Erschütterungen durch Autoverkehr

Um die Bodenbewegungen zu messen, trieben Geologen im vergangenen Jahr 26 seismische Sonden in den Palasthügel hinein. Dabei stellte sich nach Bericht von „Hürriyet“ heraus, dass auch die beim Bau der beiden Tunnel unter dem Bosporus verursachten Erschütterungen den Palast destabilisiert haben dürften. Der „Marmaray“-Tunnel für den Schienenverkehr war nach mehrjähriger Bauzeit 2013 eröffnet worden, der „Eurasien“-Tunnel für den Autoverkehr im vergangenen Dezember.

Beide Tunnel zählen zu den großen Prestigeprojekten der türkischen Regierung, die Staatspräsident Recep Tayyip Erdogan noch als Ministerpräsident eingeleitet und persönlich eingeweiht hatte. Dass ausgerechnet sie das osmanische Erbe der Türkei zum Einsturz bringen könnten, ist eine Ironie, die in Ankara nicht gut ankommt. Kulturminister Nabi Avci dementierte die These gleich – dafür gebe es keinerlei wissenschaftliche Belege, sagte er und verwies den „Hürriyet“-Bericht ins Reich der „urbanen Legenden“. Der Untersuchungsbericht werde erst Ende Februar fertig, sagte er; entsprechend werde dann gehandelt.

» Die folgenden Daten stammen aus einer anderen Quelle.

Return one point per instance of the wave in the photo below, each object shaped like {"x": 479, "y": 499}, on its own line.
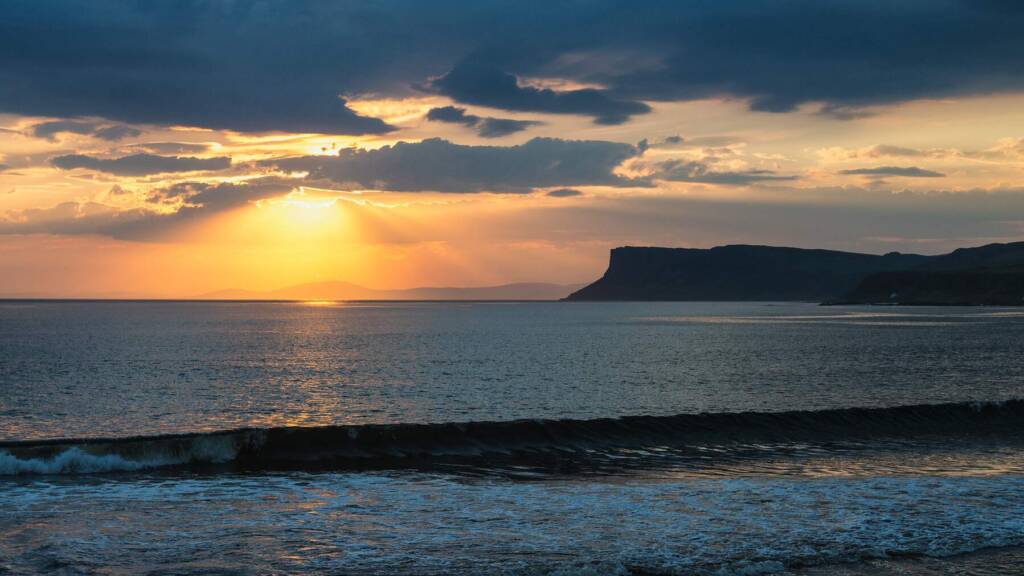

Kein Geld für eine Grundsanierung

Daran glaubt zumindest der führende Experte nicht, der emeritierte Professor Ilber Ortayli, der als langjähriger Direktor des Topkapi-Museums als Koryphäe zu dem Palast anerkannt ist. Im Grunde müsste der ganze Palasthügel grundsaniert werden, sagte Ortayli in einem Interview bereits im vergangenen Jahr – und dazu fehle einfach das Geld. Die Eisenbahnlinie und die Uferstraße, die unterhalb des Prachtbaus an der Küste entlang verlaufen, müssten weg, sagte Ortayli. Doch stattdessen wird mit Hochdruck an einem Ausbau der Straße gearbeitet. Schwere Zeiten für das Wahrzeichen.